Pope Benedict then pointed again to this crucifix. His words: 'Here the great crucifix which towers above us serves as a reminder that Christ, our eternal High Priest, daily unites our own sufferings, our own needs, hopes and aspirations, to the infinite merit of his sacrifice. Through him, with him and in him, we lift up our own bodies as a sacrifice holy and acceptable to God (Rom. 12.1). In this sense we are caught up in his eternal oblation, completing, as St Paul says, in our flesh what is lacking in Christ’s afflictions for the sake of his Body the Church.’
Here is a great unfolding of the richness of the mystery of our faith, a proclamation of the redemptive power of suffering, a vision that is beyond the sight of so many today even though the dilemmas of human suffering are faced constantly by everyone and often dramatically debated in our society.
This is the mystery which we celebrate in our Mass this evening.
For me it is a great priestly privilege to celebrate Mass so often in this cathedral. I have learned, in more recent months, as time hastens by, to treasure every celebration. I often make my own, at the end of Mass, a Maronite prayer, so that as I kiss the altar I pray that I may be given the blessing of returning to it again to renew in this place the mystery of our salvation.
On that day, Pope Benedict concluded by saying that in looking at this crucifix we 'contemplate our participation in his eternal priesthood and thus our responsibility to bring the reconciling power of his sacrifice to the world in which we live.'
Surely here he put his finger on a crucial aspect of our mission. Today so many speak about the need to build a more coherent society, one in which we share benefits and burdens, working to overcome recent divisions of opinion, uniting in a new project. Our mission is to speak again and again that such unity of purpose has only one ultimate source: our unity in God our creator. And there is only one ultimate power of reconciliation: the person of Jesus Christ, whose Gospel is not a constriction of human freedom, but truly 'liberates our minds and enlightens our efforts to live wisely and well, both as individuals and as members of society.'
Thank you, Benedict, our Pope Emeritus!
There is one other day that I would like to recall, even if very briefly. It is, of course, the 24 January 1992. Many of you were present for my episcopal ordination. I have never forgotten it, nor the words of advice given by Cardinal Hume.
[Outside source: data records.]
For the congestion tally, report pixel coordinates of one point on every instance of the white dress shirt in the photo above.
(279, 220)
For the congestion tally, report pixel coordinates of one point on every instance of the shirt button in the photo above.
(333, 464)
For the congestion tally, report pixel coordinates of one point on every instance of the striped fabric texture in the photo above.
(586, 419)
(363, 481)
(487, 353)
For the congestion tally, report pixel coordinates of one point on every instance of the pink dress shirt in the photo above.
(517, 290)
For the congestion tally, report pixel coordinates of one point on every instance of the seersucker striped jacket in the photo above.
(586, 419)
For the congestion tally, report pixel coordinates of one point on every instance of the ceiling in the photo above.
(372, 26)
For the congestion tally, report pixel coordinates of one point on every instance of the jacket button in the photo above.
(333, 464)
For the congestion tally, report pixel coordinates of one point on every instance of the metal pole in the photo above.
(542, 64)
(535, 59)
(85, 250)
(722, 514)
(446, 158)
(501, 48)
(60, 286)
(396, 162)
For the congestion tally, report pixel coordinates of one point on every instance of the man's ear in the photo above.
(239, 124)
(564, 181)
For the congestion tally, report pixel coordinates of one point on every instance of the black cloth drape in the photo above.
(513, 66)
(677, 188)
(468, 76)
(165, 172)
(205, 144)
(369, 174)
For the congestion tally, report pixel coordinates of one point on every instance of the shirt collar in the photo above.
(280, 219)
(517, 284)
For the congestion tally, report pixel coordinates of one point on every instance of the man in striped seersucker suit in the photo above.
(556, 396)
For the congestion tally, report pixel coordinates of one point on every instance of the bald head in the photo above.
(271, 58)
As was his wont, he lifted our hearts to the saints, reminding us that ‘great men and women are generally more inspiring than great thoughts’. Tomorrow is the Feast of St Francis of Sales and he received honourable mention. Speaking of that saintly pastoral bishop, the Cardinal said this:
‘He was a true shepherd, seeking out the stray, endlessly patient and understanding. He was gentle but firm, a combination which helps us to sustain and guide the faithful. It is never easy to keep these two qualities in harmonious balance. If one is to be favoured at the expense of the other let it be gentleness, a gentleness born of strength. The key to all ministry is to love the people as Christ loved them and to be ready, as he did, to lay down our lives for them.’
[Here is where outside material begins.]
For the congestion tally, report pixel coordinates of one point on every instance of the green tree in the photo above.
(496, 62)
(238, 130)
This memory shapes my every day. I hope it continues to do so, well into the future, for me and for the daily ministry of us all. Let us always favour gentleness, a gentleness born of strength, for then the mercy of God, which flows in abundance from the side of our crucified Saviour, will never be out of reach, and no-one, we pray, will give up final hope in that greatest of gifts, the forgiveness of our sins.
As priest and pastor, then, I thank you again for your presence here this evening and please do, always, keep me in your prayers.